Feature phones are still widely available, everywhere I've seen. So, either you aren't looking.. or just want to bitch about a problem that doesn't exist yet.

Re:And worse (1)

PuZZleDucK (2478702) | more than 2 years ago | (#40523719)

Just as on a PC: The only way to guarantee an infection is gone (without hours of work) is a full OS install from scratch... Pull yourself out of the kiddy pool, root your device and flash a brand new rom that will probably run _faster_ than the original phone. You could then also run a good firewall if you wanted :]

uhmm.... (1)

Anonymous Coward | more than 2 years ago | (#40522127)

Thanks?

Who Are These People? (-1)

sycodon (149926) | more than 2 years ago | (#40523111)

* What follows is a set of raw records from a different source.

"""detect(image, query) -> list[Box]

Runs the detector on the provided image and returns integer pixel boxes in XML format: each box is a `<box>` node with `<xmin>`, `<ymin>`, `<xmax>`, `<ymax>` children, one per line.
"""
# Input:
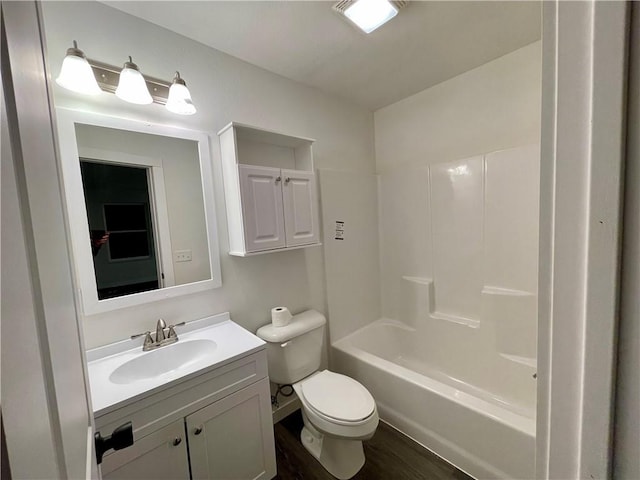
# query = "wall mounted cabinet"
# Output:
<box><xmin>218</xmin><ymin>122</ymin><xmax>320</xmax><ymax>257</ymax></box>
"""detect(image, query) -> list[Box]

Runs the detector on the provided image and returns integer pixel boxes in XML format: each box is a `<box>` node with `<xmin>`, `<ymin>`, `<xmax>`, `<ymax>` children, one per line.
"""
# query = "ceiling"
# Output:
<box><xmin>104</xmin><ymin>1</ymin><xmax>541</xmax><ymax>110</ymax></box>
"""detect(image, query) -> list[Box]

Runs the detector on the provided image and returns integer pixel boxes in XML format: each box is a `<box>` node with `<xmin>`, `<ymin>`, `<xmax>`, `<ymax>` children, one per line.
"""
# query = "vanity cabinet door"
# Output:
<box><xmin>238</xmin><ymin>165</ymin><xmax>285</xmax><ymax>252</ymax></box>
<box><xmin>282</xmin><ymin>169</ymin><xmax>320</xmax><ymax>247</ymax></box>
<box><xmin>101</xmin><ymin>420</ymin><xmax>189</xmax><ymax>480</ymax></box>
<box><xmin>186</xmin><ymin>378</ymin><xmax>276</xmax><ymax>480</ymax></box>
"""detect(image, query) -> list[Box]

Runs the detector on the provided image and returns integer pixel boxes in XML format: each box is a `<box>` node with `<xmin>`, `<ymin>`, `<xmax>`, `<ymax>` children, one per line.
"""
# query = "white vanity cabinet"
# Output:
<box><xmin>186</xmin><ymin>380</ymin><xmax>275</xmax><ymax>480</ymax></box>
<box><xmin>95</xmin><ymin>350</ymin><xmax>276</xmax><ymax>480</ymax></box>
<box><xmin>218</xmin><ymin>122</ymin><xmax>320</xmax><ymax>256</ymax></box>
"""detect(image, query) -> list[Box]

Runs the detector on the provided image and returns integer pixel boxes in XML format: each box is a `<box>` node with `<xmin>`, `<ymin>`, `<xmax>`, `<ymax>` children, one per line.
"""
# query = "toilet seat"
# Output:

Really...do they have a company? Do we know their names? Do they take appropriate measures to prevent code from "getting into the wild". So they report their findings appropriately?

If the answer is no to all of the above, then they are not "researchers" and they are instead low rent punks hacking into the OS for purposes of compromising them and eventually making money.

And if they are not researches, then someone put a gun in their mouths and feed them a bullet.

Re:Who Are These People? (1)

ThatsMyNick (2004126) | more than 2 years ago | (#40523443)

You only had to look at the link to know this very much legitimate research.
 
  Even if it was not, for Gods sake dont try to redefine the word. I hope some journalist does not pick this up and start using it as definition of 'researchers'. Just call them researchers, and you can use an adjective to describe them as what ever kind of researchers you think they are.

So only install from trusted sources? (0)

Anonymous Coward | more than 2 years ago | (#40522195)

And use SEandroid hardened with guardian? Anything more?

Double standards (0)

Anonymous Coward | more than 2 years ago | (#40522325)

Gee, with all the problems Android is having do you think Slashdot will stop trying to pile on Windows Phone and stop claiming that Windows gets viruses because it is a terrible OS? ...Or do you think they'll ignore anything that clashes with their preconceived notions that anything from MS sucks and that Android must be good because Google makes it and it's open source?

This is a tough one.

Re:Double standards (1)

Exrio (2646817) | more than 2 years ago | (#40522723)

I do think proprietary software sucks just because it's proprietary. I've never claimed it to have anything to do with security, I'm sure the Linux desktop will get malware too if it ever has it's year, just as OS X has now. Anything with a large enough (end-)user base and no totalitarian walled garden will - making security-wise perfect code is really hard and comes with tradeoffs many aren't willing to make especially in consumer software. I still wouldn't touch a totalitarian walled garden OS with a 6.096m long pole. Security becomes useless when it reaches the point where it prevents you from doing with your device what you wanted to do with it in the first place.